The ads talked about:
- The materials used in the brake pads, including the chemical composition of the ceramics, and how essential they were to proper brake function
- The use of solenoid actuators to improve response time
- The quality assurance procedures used on the assembly line to limit the number of defects
- The injection moulding process that improved upon previous manufacturing processes
…and so on.
Pids and the other Institute members sat back and waited for the results and ensuing lift in demand for their products.
The Moral of the Story
Days turned to weeks. Weeks turned to months. Demand for their products barely budged. The members of the Institute started raising their voices in anger. What went wrong? Why is the public not responding and buying cars with their quality brakes installed? Why aren’t orders surging through the roof?
At dinner one evening at the Hungarian Society in the midst of his doldrums, Pids was approached by a fellow refugee from his homeland, Ferram Ramk, who was making a name for himself as an up-and-comer on Madison avenue. As Pids poured out his soul to Ramk over a few glasses of plum liqueur, Ramk delivered a revelation to Pids: people don’t care about what you do; they care about what you can do for them. It was fine and dandy that Pids had spent almost $6 million trying to educate the American public about how great the Institute’s processes, materials and procedures were; those things were essential to producing quality, reliable brakes. But in the end, the American public didn’t care about any of it. They cared about their safety.

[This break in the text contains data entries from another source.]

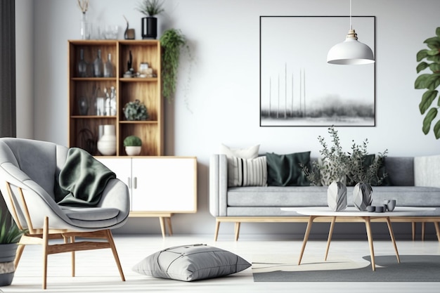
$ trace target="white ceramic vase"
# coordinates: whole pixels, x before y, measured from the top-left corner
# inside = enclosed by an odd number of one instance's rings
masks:
[[[327,189],[327,204],[334,211],[347,209],[347,186],[342,182],[333,181]]]
[[[141,153],[141,146],[127,146],[125,147],[125,152],[129,156],[137,156]]]
[[[104,125],[103,136],[98,141],[98,150],[105,156],[116,154],[115,125]]]

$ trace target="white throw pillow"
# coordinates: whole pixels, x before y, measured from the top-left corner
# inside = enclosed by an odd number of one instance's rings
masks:
[[[259,147],[257,145],[247,148],[233,148],[223,143],[220,145],[219,153],[226,155],[228,158],[228,186],[237,186],[238,181],[236,171],[238,166],[233,158],[255,159],[258,157]]]
[[[228,159],[233,166],[229,178],[229,186],[266,186],[267,162],[266,157],[242,159],[233,157]]]
[[[223,143],[220,145],[220,154],[224,154],[226,157],[238,157],[243,159],[255,159],[258,157],[260,145],[254,145],[247,148],[230,148]]]

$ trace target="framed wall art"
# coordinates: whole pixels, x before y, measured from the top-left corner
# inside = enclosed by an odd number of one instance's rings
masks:
[[[352,16],[375,54],[375,17]],[[375,126],[375,63],[327,63],[349,16],[260,16],[261,126]]]

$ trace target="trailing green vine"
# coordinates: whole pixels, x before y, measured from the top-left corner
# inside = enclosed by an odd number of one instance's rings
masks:
[[[189,47],[186,39],[180,30],[169,29],[160,37],[160,45],[163,52],[162,56],[162,94],[169,102],[176,92],[176,83],[179,69],[181,49]]]
[[[414,87],[417,89],[427,89],[422,96],[422,100],[419,104],[419,110],[423,115],[426,113],[423,119],[422,131],[427,134],[431,129],[431,124],[437,117],[440,108],[440,97],[437,100],[436,105],[432,107],[432,103],[437,98],[439,91],[436,90],[440,85],[440,27],[436,29],[436,37],[427,39],[423,43],[426,44],[429,49],[420,50],[417,53],[417,62],[426,59],[428,62],[422,61],[417,65],[417,73],[427,68],[432,73],[425,73],[419,75],[415,79]],[[429,109],[429,110],[428,110]],[[434,134],[436,139],[440,138],[440,119],[434,126]]]

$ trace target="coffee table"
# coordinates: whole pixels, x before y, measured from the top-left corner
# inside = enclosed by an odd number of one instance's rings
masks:
[[[389,218],[394,216],[416,216],[420,214],[420,212],[428,211],[434,209],[431,208],[397,207],[393,211],[375,213],[361,211],[353,207],[349,207],[347,209],[341,211],[333,211],[328,207],[281,208],[281,210],[283,211],[296,211],[298,214],[309,216],[309,221],[307,222],[307,228],[306,229],[306,233],[302,242],[302,247],[301,248],[301,252],[299,254],[298,265],[301,264],[301,260],[302,259],[302,256],[304,254],[304,249],[306,249],[306,245],[307,244],[307,240],[309,240],[309,235],[310,235],[313,221],[318,218],[331,217],[331,224],[328,232],[328,239],[327,240],[327,247],[325,249],[325,256],[324,260],[327,260],[330,244],[332,240],[332,235],[333,233],[333,228],[337,219],[338,219],[338,221],[344,222],[364,222],[365,225],[365,230],[367,231],[368,245],[370,247],[370,255],[371,256],[371,267],[373,271],[376,270],[376,265],[375,263],[375,252],[373,245],[371,220],[379,219],[387,222],[387,224],[388,225],[388,230],[389,231],[389,236],[391,237],[391,240],[394,247],[394,251],[396,252],[397,262],[400,263],[400,257],[397,250],[397,245],[396,245],[396,239],[394,238],[394,233],[393,232],[393,228]]]

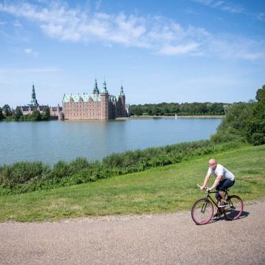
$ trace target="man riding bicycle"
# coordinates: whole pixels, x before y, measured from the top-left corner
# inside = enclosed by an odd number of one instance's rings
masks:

Ramk went on to explain that the campaign needed to refocus not on the brakes themselves, how they function and what they’re made of, but on how a good quality brake keeps you and — by extension — your loved ones safe. By focusing on what was important to him as an engineer, Pids had become blind to what was actually important to people, which wasn’t what he did, but what he could do for them. By focusing on materials, processes and procedures, he had missed the mark.
The Big Reveal
The Brake Institute of America is fictional: I just made it up (“Gunemdtha Pids” is a near anagram for “made up things” and “Ferram Ramk” is “Mark Farmer”). Tragically, many well-intentioned organizations make the same mistake my phony institute made: overestimating how much people care about what you do versus what you can do for them. This is sometimes referred to as “inside baseball,” the idea that what you do might be the most important thing in the world to you, but doesn’t and shouldn’t necessarily matter to others.
It’s important to step back from what you do and look at it from the outside. Focus on our day-to-day activities can blind us to what our public actually cares about.
Also, if by some bizarre coincidence there actually is a Brake Institute of America or someone named Gunemdtha Pids or Ferram Ramk (in spite of my best Googling to the contrary) please don’t sue me.